Llenazo hasta la bandera para estrenar la 38ª edición del Festival de la Guitarra de Córdoba con el sempiterno grupo madrileño Los Secretos, que en esta ocasión compartía escenario con la Orquesta de Córdoba en un formato que, aunque no es nuevo para ellos, es rescatado con la valentía y los riesgos que supone, tanto a nivel técnico como artístico. Todo ello en un precioso teatro de La Axerquía encorsetado a causa de la nueva idea de la numeración de localidades (incluidas las gradas parte-coxis) y la vigilancia para no pulular demasiado por el recinto, aún, al menos, sin reparto de «soma»; algo que le hace perder su esencia y quizás el romanticismo histórico de grandes recuerdos de seguidores de foso, mecheros, ambigúes de salchichón fucsia y demás imágenes clavadas año tras año en la retina de noches gloriosas en primera fila, ahora ocupada por butacas para bailar sentados y mover las muñecas, como dijo Lennon en una ocasión. Y es que quizás, a veces el progreso se torna, tramposo, en retroceso.

Los Secretos han sido fieles durante más de tres décadas a su personal estilo, pioneros entre el pop más genuino, incluso antes de los comienzos de la llamada Movida (o nueva ola) madrileña, y el rock sureño, junto a la confesa influencia de Álvaro Urquijo, que agradeció a su abuelo la herencia en forma de gusto por las rancheras y los tiempos ternarios. Todo ello les ha servido para fraguar su historia de personalidad inequívoca y tener reservado un lugar de privilegio en la historia de la música popular española. Y así lo demostró la nutrida asistencia cuando empezaron a sonar, casi en acústico y aun sin orquesta, con lo que ellos llamaron «entremeses».

La práctica totalidad de sus canciones se han convertido en himnos que el público acompañaba y aplaudía al reconocer. No obstante, a medida que avanzaba el concierto, el concepto pausado y tenue en sonido, aunque equilibrado, se iba convirtiendo en una especie de tedioso encanto de serpientes que hacía disminuir las ovaciones de aquellos que esperaban algo más de intensidad que partiera más de los orígenes del grupo.

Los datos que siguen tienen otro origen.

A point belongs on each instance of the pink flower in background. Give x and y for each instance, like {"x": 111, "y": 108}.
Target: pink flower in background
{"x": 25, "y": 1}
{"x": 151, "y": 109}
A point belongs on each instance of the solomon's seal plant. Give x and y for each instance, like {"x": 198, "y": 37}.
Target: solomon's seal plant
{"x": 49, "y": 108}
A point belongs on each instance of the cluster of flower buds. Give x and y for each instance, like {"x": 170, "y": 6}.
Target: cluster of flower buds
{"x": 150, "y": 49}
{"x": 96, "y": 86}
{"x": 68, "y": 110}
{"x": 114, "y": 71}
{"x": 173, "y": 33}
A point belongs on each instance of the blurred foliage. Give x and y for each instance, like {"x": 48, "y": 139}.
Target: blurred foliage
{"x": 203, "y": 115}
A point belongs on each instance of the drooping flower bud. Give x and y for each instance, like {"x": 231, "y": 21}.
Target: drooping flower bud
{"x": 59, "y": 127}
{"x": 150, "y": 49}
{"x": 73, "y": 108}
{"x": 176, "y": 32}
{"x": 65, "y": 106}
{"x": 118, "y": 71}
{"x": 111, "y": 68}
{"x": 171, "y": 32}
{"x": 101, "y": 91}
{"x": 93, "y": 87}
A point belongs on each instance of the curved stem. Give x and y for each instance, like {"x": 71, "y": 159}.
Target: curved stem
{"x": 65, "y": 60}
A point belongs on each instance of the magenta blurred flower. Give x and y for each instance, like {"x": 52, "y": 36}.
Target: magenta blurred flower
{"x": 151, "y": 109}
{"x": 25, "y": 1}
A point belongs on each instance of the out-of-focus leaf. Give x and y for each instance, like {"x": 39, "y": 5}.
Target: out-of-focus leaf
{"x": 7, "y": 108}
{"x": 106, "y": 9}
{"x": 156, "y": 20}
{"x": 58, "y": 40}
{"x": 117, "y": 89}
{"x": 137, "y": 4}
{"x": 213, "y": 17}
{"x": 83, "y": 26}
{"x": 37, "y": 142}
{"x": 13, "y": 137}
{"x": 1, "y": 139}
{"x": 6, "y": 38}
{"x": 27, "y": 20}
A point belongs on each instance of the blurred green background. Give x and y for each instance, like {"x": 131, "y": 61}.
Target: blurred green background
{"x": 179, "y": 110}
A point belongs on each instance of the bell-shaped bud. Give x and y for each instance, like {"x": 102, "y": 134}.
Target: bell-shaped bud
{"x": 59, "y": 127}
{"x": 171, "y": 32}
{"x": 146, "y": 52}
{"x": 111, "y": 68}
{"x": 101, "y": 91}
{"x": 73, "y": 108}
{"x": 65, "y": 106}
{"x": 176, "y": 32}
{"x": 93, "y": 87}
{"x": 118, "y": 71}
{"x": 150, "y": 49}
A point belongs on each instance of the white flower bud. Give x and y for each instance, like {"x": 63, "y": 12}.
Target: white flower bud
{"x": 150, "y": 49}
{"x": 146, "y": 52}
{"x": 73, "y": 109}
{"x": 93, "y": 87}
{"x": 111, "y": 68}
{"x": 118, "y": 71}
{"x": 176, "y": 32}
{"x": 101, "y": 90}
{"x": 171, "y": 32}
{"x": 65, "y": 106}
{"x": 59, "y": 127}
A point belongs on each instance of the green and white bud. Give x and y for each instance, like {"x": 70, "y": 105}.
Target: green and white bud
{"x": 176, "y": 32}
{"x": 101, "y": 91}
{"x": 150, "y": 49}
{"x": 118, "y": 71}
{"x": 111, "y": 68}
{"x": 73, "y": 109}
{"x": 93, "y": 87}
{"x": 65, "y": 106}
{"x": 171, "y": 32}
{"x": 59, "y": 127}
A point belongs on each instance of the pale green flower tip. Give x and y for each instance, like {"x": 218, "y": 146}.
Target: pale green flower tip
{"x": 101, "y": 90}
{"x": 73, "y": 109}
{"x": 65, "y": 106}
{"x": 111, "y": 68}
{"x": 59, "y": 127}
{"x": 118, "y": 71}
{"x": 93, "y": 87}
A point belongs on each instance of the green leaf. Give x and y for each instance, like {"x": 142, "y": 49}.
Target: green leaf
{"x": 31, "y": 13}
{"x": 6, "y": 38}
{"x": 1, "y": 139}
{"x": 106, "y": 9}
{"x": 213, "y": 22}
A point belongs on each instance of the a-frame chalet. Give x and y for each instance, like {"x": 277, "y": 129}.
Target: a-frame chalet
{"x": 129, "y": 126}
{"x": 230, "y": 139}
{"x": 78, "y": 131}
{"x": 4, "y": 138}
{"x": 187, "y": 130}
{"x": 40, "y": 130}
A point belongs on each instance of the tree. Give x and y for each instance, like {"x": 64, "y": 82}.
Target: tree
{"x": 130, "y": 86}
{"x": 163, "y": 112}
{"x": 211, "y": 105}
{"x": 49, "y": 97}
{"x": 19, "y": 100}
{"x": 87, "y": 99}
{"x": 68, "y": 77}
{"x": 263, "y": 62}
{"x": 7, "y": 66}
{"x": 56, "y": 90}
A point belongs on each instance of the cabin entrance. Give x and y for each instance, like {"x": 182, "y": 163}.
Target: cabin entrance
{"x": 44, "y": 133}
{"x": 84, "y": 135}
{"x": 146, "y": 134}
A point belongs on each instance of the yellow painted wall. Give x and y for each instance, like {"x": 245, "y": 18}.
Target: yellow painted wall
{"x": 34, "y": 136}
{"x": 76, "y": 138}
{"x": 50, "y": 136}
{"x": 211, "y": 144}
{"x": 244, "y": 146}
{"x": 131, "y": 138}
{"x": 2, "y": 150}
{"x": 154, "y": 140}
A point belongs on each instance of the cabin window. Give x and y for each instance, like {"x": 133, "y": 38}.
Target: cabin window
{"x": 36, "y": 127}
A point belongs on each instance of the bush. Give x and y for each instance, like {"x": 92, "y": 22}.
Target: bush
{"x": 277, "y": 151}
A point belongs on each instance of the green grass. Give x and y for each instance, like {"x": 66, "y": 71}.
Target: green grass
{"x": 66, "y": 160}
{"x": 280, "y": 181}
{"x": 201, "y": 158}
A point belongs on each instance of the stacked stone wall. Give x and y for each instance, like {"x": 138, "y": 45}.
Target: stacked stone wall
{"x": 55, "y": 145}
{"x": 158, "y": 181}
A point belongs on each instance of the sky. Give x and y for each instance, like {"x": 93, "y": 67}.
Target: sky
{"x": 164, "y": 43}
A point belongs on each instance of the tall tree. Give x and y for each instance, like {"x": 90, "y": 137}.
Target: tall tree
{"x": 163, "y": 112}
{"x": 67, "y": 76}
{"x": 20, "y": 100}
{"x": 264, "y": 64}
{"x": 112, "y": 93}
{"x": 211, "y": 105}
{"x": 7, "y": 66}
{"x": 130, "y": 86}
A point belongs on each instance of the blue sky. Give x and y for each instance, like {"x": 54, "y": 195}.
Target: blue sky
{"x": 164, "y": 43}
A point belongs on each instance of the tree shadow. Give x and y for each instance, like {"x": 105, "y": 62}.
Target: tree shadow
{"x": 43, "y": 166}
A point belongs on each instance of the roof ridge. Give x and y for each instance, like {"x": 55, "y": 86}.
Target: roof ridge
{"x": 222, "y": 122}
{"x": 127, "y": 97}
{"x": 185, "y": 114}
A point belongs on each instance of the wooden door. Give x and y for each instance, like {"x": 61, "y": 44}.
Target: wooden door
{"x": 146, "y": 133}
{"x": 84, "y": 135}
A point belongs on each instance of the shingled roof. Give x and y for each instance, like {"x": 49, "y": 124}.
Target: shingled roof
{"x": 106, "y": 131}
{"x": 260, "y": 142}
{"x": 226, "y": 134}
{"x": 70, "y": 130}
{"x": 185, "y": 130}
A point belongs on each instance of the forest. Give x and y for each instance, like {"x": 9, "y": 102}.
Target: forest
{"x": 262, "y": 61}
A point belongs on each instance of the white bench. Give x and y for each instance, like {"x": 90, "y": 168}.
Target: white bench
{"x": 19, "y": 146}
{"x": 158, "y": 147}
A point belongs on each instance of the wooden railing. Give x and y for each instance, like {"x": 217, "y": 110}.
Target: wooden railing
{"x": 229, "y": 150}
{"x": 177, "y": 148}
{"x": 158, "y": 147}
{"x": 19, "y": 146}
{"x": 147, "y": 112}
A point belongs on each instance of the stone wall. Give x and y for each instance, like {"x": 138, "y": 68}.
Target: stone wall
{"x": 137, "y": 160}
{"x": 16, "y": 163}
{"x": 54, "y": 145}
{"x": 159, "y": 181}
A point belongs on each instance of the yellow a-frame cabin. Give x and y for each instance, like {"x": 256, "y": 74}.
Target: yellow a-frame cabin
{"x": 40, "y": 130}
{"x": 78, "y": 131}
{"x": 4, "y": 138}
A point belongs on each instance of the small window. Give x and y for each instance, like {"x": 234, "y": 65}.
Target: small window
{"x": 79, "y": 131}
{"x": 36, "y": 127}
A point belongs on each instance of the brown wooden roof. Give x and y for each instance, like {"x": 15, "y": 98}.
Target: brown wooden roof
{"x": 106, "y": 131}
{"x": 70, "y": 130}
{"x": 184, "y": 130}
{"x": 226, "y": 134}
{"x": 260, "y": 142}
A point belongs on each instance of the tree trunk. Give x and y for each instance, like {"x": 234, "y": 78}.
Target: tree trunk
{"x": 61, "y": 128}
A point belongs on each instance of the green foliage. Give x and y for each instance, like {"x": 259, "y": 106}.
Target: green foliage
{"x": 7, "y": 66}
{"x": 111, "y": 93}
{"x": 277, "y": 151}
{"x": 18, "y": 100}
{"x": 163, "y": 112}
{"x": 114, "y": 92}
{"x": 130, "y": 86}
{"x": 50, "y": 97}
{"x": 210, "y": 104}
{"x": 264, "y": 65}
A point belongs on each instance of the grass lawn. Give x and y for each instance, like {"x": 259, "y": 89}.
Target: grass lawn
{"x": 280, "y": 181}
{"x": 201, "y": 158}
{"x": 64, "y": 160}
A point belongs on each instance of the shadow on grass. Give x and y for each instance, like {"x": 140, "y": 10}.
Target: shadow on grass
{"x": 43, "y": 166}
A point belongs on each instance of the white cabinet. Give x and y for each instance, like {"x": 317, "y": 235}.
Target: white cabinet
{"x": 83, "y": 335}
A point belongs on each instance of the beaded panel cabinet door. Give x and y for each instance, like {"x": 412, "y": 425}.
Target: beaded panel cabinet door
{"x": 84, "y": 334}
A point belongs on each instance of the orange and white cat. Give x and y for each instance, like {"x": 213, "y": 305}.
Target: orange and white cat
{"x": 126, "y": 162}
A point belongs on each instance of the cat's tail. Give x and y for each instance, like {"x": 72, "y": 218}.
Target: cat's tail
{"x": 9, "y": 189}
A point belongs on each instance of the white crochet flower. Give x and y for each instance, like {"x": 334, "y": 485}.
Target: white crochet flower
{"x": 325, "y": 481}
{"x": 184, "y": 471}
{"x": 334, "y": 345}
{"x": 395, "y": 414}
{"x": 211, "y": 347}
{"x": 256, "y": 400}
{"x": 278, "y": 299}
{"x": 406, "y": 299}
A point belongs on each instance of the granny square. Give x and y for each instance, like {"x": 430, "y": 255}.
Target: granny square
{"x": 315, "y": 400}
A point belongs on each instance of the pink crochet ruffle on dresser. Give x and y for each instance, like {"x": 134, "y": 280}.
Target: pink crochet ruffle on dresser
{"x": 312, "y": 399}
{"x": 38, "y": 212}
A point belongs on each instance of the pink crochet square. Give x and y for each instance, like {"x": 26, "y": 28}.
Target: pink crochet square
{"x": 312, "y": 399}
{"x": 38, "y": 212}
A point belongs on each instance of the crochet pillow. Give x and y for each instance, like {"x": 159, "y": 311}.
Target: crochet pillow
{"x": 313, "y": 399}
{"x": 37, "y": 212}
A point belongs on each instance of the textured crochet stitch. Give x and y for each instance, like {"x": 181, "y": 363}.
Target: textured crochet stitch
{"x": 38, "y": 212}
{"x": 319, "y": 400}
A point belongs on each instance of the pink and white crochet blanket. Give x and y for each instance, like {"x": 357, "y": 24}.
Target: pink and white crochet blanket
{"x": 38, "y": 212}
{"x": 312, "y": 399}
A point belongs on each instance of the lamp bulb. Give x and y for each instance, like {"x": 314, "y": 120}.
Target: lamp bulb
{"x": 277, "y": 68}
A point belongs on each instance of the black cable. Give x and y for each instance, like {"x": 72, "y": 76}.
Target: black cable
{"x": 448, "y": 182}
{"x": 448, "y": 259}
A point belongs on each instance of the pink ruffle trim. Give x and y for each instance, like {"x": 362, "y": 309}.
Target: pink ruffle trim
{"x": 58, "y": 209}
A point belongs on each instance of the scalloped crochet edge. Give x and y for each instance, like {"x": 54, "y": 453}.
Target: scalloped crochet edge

Pero, como dice el propio Álvaro, «la moda de Los Secretos es una isla con propia identidad», y todo ello pese a esos reveses y amargos letargos por los que la banda ha pasado, referidos también, sobre todo, a la infame muerte de Enrique Urquijo en 1999, una persona con carisma hasta su final no planeado, para el que su hermano tuvo, como siempre también, un recuerdo. Por ello, la noche del pasado miércoles Los Secretos volvieron a reinventarse y a echar mano de cualesquiera de la larga lista de éxitos de una obra extensa y sencilla que ya, según ellos, casi no tienen que ensayar. Dentro de ese comedimiento que al parecer exigía el nuevo guión y formato, son de nuevo reseñables la mesura y la elegancia que, quizás por ello o por la madurez de emisores y receptores, fue uno de sus destinos, que, si bien les aleja de su vertiente más rockera, les convierte ya en un clásico. La experiencia y sensibilidad del guitarrista Ramón Arroyo, maestro de la técnica slide, así como los arreglos orquestales sin demasiados alardes del teclista Jesús Redondo hicieron gala a una noche serena. A veces muy serena.